High Q is the name of various local television student quiz shows broadcast throughout the United States. While the formats vary, all featured two or three teams representing high schools from the station's coverage area, which would compete against each other by answering questions over subjects taught in school. Similar shows have been produced by many local stations under other names.

==Known programs==
- KD QUIZ, broadcast by KDKA-TV in Pittsburgh, Pennsylvania.
- A long-running version by WAVE-TV in Louisville, Kentucky. Its format was licensed by and nearly identical to the NBC show GE College Bowl. This show is no longer produced; its sponsor, Ashland Oil, now sponsors Kentucky's Governors Cup academic competition. A similar game called High School Bowl has since replaced High Q.

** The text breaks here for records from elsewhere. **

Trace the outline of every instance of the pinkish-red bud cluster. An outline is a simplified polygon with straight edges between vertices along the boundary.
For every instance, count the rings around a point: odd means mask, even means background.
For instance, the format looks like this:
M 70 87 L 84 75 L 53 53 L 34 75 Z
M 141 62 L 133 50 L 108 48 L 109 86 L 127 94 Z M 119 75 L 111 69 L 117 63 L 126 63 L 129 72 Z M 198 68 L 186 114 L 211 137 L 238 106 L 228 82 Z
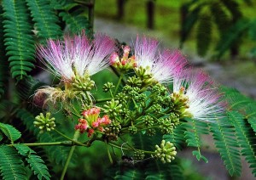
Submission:
M 111 123 L 108 115 L 99 117 L 101 110 L 99 108 L 91 108 L 84 110 L 82 115 L 84 118 L 79 119 L 79 124 L 75 126 L 76 130 L 79 130 L 81 133 L 88 132 L 90 137 L 95 130 L 104 132 L 104 127 Z

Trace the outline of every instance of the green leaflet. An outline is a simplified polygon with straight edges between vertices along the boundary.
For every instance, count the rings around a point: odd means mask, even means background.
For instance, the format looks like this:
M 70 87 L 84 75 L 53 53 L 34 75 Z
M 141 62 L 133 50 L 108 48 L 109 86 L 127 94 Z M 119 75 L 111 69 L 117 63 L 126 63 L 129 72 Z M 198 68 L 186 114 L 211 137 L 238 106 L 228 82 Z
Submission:
M 50 175 L 49 174 L 47 166 L 44 165 L 44 161 L 40 156 L 35 155 L 35 151 L 21 143 L 15 144 L 15 147 L 21 155 L 26 156 L 26 161 L 30 165 L 34 174 L 38 175 L 38 179 L 41 180 L 43 177 L 44 177 L 44 179 L 49 179 Z
M 21 136 L 21 133 L 16 130 L 13 126 L 9 124 L 3 124 L 0 122 L 0 130 L 10 140 L 11 143 Z
M 27 179 L 24 164 L 14 148 L 1 145 L 0 157 L 0 172 L 3 179 Z
M 34 40 L 25 1 L 3 0 L 4 45 L 12 77 L 21 80 L 34 67 Z
M 211 124 L 210 131 L 212 132 L 215 146 L 230 174 L 239 176 L 241 168 L 239 144 L 232 123 L 227 116 L 216 119 L 215 123 Z
M 236 134 L 241 149 L 241 154 L 245 156 L 250 165 L 249 167 L 252 168 L 253 174 L 256 177 L 255 132 L 239 112 L 230 111 L 228 115 L 236 127 Z

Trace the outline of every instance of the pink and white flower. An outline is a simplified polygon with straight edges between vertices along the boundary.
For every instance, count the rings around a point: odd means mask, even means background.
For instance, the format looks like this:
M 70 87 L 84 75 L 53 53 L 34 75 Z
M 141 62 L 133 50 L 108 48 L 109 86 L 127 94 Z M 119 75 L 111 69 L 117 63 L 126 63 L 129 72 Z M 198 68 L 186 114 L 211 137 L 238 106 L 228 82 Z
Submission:
M 109 65 L 107 59 L 114 50 L 113 41 L 102 34 L 96 34 L 90 41 L 84 31 L 74 37 L 65 36 L 63 41 L 49 40 L 46 46 L 39 45 L 39 59 L 50 72 L 65 81 L 87 73 L 94 75 Z
M 153 79 L 160 83 L 169 83 L 187 62 L 179 51 L 166 49 L 160 52 L 158 44 L 152 38 L 137 38 L 134 45 L 137 68 L 145 69 L 146 73 L 151 74 Z
M 188 70 L 185 76 L 173 80 L 172 97 L 184 103 L 183 115 L 193 119 L 212 121 L 223 116 L 224 103 L 213 82 L 202 71 Z M 176 101 L 175 103 L 177 103 Z

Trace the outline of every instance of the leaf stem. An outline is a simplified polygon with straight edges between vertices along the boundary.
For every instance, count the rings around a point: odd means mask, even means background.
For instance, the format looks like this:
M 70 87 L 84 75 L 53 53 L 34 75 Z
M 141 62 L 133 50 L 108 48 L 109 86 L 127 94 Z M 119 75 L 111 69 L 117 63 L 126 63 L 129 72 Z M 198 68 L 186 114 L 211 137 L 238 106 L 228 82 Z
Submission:
M 122 82 L 123 76 L 124 76 L 124 75 L 121 73 L 121 74 L 120 74 L 120 76 L 119 76 L 119 82 L 118 82 L 118 83 L 117 83 L 117 85 L 116 85 L 116 87 L 115 87 L 113 95 L 115 95 L 116 93 L 117 93 L 117 91 L 119 90 L 119 85 L 120 85 L 120 83 L 121 83 L 121 82 Z
M 65 134 L 63 134 L 62 132 L 59 132 L 58 130 L 55 129 L 55 131 L 59 133 L 61 136 L 64 137 L 65 138 L 67 138 L 68 140 L 72 141 L 73 143 L 74 143 L 76 145 L 81 145 L 81 146 L 86 146 L 86 144 L 82 143 L 79 141 L 75 141 L 72 138 L 70 138 L 69 137 L 66 136 Z
M 73 140 L 74 141 L 77 141 L 80 135 L 80 132 L 79 130 L 77 130 L 75 131 L 75 133 L 73 135 Z M 65 177 L 65 174 L 67 172 L 67 167 L 68 167 L 68 165 L 69 165 L 69 162 L 70 162 L 70 160 L 72 158 L 72 155 L 73 154 L 73 151 L 75 149 L 76 146 L 75 145 L 73 145 L 70 149 L 70 151 L 68 153 L 68 156 L 67 158 L 67 160 L 66 160 L 66 163 L 65 163 L 65 166 L 64 166 L 64 168 L 63 168 L 63 171 L 62 171 L 62 173 L 61 173 L 61 180 L 63 180 L 64 179 L 64 177 Z

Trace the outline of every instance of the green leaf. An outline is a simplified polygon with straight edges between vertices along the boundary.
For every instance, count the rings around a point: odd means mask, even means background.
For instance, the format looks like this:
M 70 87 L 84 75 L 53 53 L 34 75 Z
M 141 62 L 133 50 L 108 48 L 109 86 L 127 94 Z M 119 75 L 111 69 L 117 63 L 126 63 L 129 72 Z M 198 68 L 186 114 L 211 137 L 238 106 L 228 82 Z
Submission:
M 200 148 L 201 145 L 201 134 L 208 133 L 207 123 L 188 118 L 184 123 L 187 131 L 185 138 L 188 146 Z
M 21 136 L 21 133 L 17 129 L 9 124 L 3 124 L 0 122 L 0 130 L 5 136 L 7 136 L 12 143 L 14 143 L 14 142 L 19 139 Z
M 250 117 L 248 118 L 248 122 L 250 123 L 252 128 L 253 129 L 253 132 L 256 135 L 256 117 Z
M 173 129 L 170 134 L 165 134 L 163 139 L 174 143 L 174 146 L 181 150 L 183 145 L 185 143 L 184 132 L 186 131 L 184 124 L 179 124 L 176 128 Z
M 24 164 L 14 148 L 1 145 L 0 157 L 0 171 L 3 179 L 27 179 Z
M 250 165 L 249 167 L 252 168 L 253 174 L 256 177 L 255 132 L 239 112 L 231 111 L 228 115 L 236 130 L 236 134 L 241 149 L 241 154 L 245 156 L 246 160 Z
M 21 80 L 34 67 L 34 39 L 25 1 L 3 0 L 4 45 L 12 76 Z
M 195 155 L 197 160 L 203 160 L 206 163 L 208 163 L 207 158 L 206 158 L 205 156 L 203 156 L 203 155 L 201 154 L 200 151 L 198 151 L 198 150 L 193 150 L 193 151 L 192 151 L 192 155 Z
M 28 146 L 25 144 L 15 144 L 15 147 L 18 152 L 26 156 L 26 160 L 30 165 L 31 169 L 33 171 L 35 175 L 38 175 L 38 179 L 49 179 L 50 175 L 48 172 L 47 166 L 44 165 L 44 161 L 40 156 L 35 155 L 36 152 L 31 149 Z
M 216 118 L 215 122 L 210 124 L 210 131 L 212 132 L 215 146 L 230 174 L 240 176 L 241 166 L 239 144 L 232 122 L 227 116 Z

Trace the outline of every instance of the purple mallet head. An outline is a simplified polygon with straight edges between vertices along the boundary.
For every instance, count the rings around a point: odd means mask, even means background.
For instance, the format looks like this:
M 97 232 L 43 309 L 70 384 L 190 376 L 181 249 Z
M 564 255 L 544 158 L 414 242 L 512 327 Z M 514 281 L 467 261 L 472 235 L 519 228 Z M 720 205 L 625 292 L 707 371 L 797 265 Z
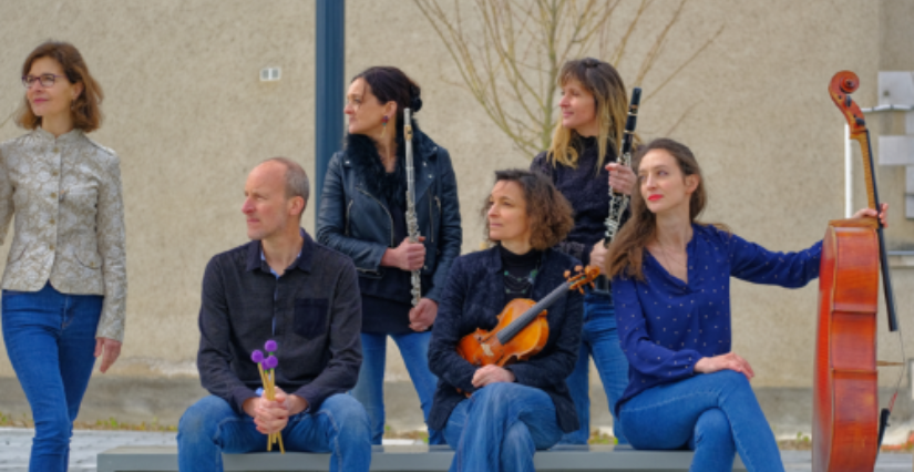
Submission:
M 259 349 L 257 349 L 257 350 L 255 350 L 254 352 L 250 353 L 250 360 L 253 360 L 257 363 L 260 363 L 260 362 L 264 361 L 264 353 L 260 352 Z

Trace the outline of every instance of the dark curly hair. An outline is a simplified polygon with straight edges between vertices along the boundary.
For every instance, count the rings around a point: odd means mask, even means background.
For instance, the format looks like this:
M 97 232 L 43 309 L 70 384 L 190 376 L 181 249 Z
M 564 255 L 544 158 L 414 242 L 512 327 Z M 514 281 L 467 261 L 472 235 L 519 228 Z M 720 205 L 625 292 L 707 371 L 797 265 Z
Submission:
M 495 183 L 515 182 L 524 191 L 527 216 L 530 217 L 530 245 L 536 250 L 553 247 L 565 239 L 574 227 L 572 204 L 555 188 L 552 179 L 541 172 L 523 168 L 495 171 Z M 481 215 L 485 226 L 485 239 L 489 238 L 489 196 Z

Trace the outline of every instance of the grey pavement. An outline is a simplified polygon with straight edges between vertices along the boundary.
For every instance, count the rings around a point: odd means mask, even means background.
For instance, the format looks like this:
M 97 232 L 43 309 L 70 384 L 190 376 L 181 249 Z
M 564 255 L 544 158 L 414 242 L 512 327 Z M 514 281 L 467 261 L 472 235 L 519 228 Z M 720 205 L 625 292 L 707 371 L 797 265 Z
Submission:
M 29 450 L 34 430 L 0 428 L 0 472 L 27 472 Z M 121 445 L 174 445 L 176 433 L 140 431 L 76 431 L 70 452 L 70 472 L 95 472 L 100 452 Z M 784 469 L 790 472 L 812 471 L 809 451 L 782 451 Z M 911 454 L 881 454 L 876 472 L 911 471 Z

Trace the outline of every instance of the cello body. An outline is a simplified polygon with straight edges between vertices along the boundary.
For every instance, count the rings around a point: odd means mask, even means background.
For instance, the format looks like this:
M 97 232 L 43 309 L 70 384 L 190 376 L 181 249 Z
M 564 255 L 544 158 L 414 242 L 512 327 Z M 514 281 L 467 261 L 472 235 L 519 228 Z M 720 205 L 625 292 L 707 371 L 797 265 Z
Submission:
M 879 451 L 880 242 L 872 218 L 829 223 L 822 244 L 813 398 L 814 472 L 872 471 Z
M 851 100 L 855 73 L 832 76 L 829 94 L 860 144 L 869 207 L 879 212 L 875 166 L 863 112 Z M 880 271 L 889 329 L 897 330 L 885 239 L 877 218 L 829 224 L 819 278 L 813 386 L 813 472 L 872 471 L 891 406 L 879 409 L 876 315 Z

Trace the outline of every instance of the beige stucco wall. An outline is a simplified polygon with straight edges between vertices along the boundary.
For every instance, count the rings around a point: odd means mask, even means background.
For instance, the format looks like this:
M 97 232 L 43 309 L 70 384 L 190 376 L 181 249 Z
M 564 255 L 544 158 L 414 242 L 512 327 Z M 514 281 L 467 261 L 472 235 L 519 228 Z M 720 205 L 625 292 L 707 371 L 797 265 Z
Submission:
M 657 4 L 619 64 L 629 82 L 649 48 L 644 38 L 674 2 Z M 807 247 L 843 212 L 843 119 L 829 99 L 829 80 L 842 69 L 856 71 L 862 88 L 854 99 L 876 104 L 880 69 L 914 70 L 912 20 L 904 0 L 694 0 L 641 84 L 647 94 L 725 30 L 644 104 L 639 132 L 669 133 L 692 147 L 710 189 L 706 219 L 773 249 Z M 294 0 L 0 0 L 0 121 L 21 100 L 21 61 L 49 38 L 76 44 L 106 92 L 106 121 L 93 137 L 122 158 L 130 274 L 127 335 L 111 374 L 194 374 L 203 268 L 246 239 L 239 206 L 247 172 L 275 155 L 314 168 L 314 4 Z M 450 84 L 456 69 L 412 2 L 347 2 L 346 75 L 374 64 L 398 65 L 422 85 L 418 119 L 451 151 L 463 249 L 475 249 L 476 209 L 492 171 L 526 166 L 530 156 Z M 259 70 L 273 65 L 283 68 L 281 81 L 259 82 Z M 0 140 L 21 132 L 7 124 Z M 881 168 L 879 177 L 886 183 L 883 199 L 896 211 L 898 234 L 890 239 L 904 239 L 914 229 L 903 217 L 904 170 Z M 314 219 L 309 207 L 309 232 Z M 914 273 L 895 274 L 904 324 Z M 733 286 L 733 346 L 752 362 L 754 384 L 810 386 L 817 285 Z M 880 342 L 882 358 L 897 356 L 894 339 L 883 334 Z M 397 356 L 389 365 L 392 378 L 405 379 Z M 4 357 L 0 374 L 11 376 Z

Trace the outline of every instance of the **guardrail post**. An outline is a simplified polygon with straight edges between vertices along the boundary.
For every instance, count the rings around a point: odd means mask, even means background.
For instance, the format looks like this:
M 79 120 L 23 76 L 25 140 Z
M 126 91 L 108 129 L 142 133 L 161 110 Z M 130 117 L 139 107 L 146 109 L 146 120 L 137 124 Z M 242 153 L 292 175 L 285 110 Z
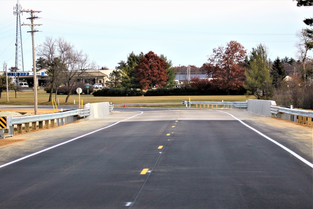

- A long-running version was produced in the 1980s and early 1990s by WOWK in Huntington, West Virginia. This version was hosted by local radio personality Ernie G. Anderson. A revamped version, called "The All New High Q", began in 2009. The revamped version is a slightly different format from the original but is still hosted by Anderson and is being produced at the Ohio University Southern Campus in Ironton, Ohio. This version airs on both CW-affiliate WQCW-TV on Saturday afternoons and OUSC's Public-access television cable TV channel.
- High-Q was Produced for a number of years by WCVB-TV 5 in Boston, Massachusetts. Sports Anchor Mike Lynch was the host of this version. In its last season, the championship was won by Wahconah Regional High School in western Massachusetts, far from the station's advertising base.
- A version produced by WHIO-TV in Dayton, Ohio. This version features a unique format, not seen in any other show.
- A version from WSB-TV in Atlanta, Georgia. Its format appears to be similar, though not identical to the WHIO version. Meteorologist Katie Walls is the host of the WSB version. Both WHIO and WSB are both owned by the Cox Media Group.
- A version from KCOS in El Paso, Texas had been hosted by Sara Lindstrom for the past 5 years. It is now hosted by Dr. Richard Pineda of the University of Texas at El Paso. The show is in its 35th season on air in El Paso starting in October 2018. Show airs weekly on Thursdays at 8:00 p.m. with a repeat on Saturdays at 11:30 a.m.
- A version from WIBW-TV in Topeka, Kansas, cosponsored with Washburn University was broadcast from 1985 to 2005. In 2005 the format changed and program was renamed Quest and is now broadcast on KTWU-TV.
- A long-running version by KGW-TV in Portland, Oregon was broadcast in the 1960s and 1970s.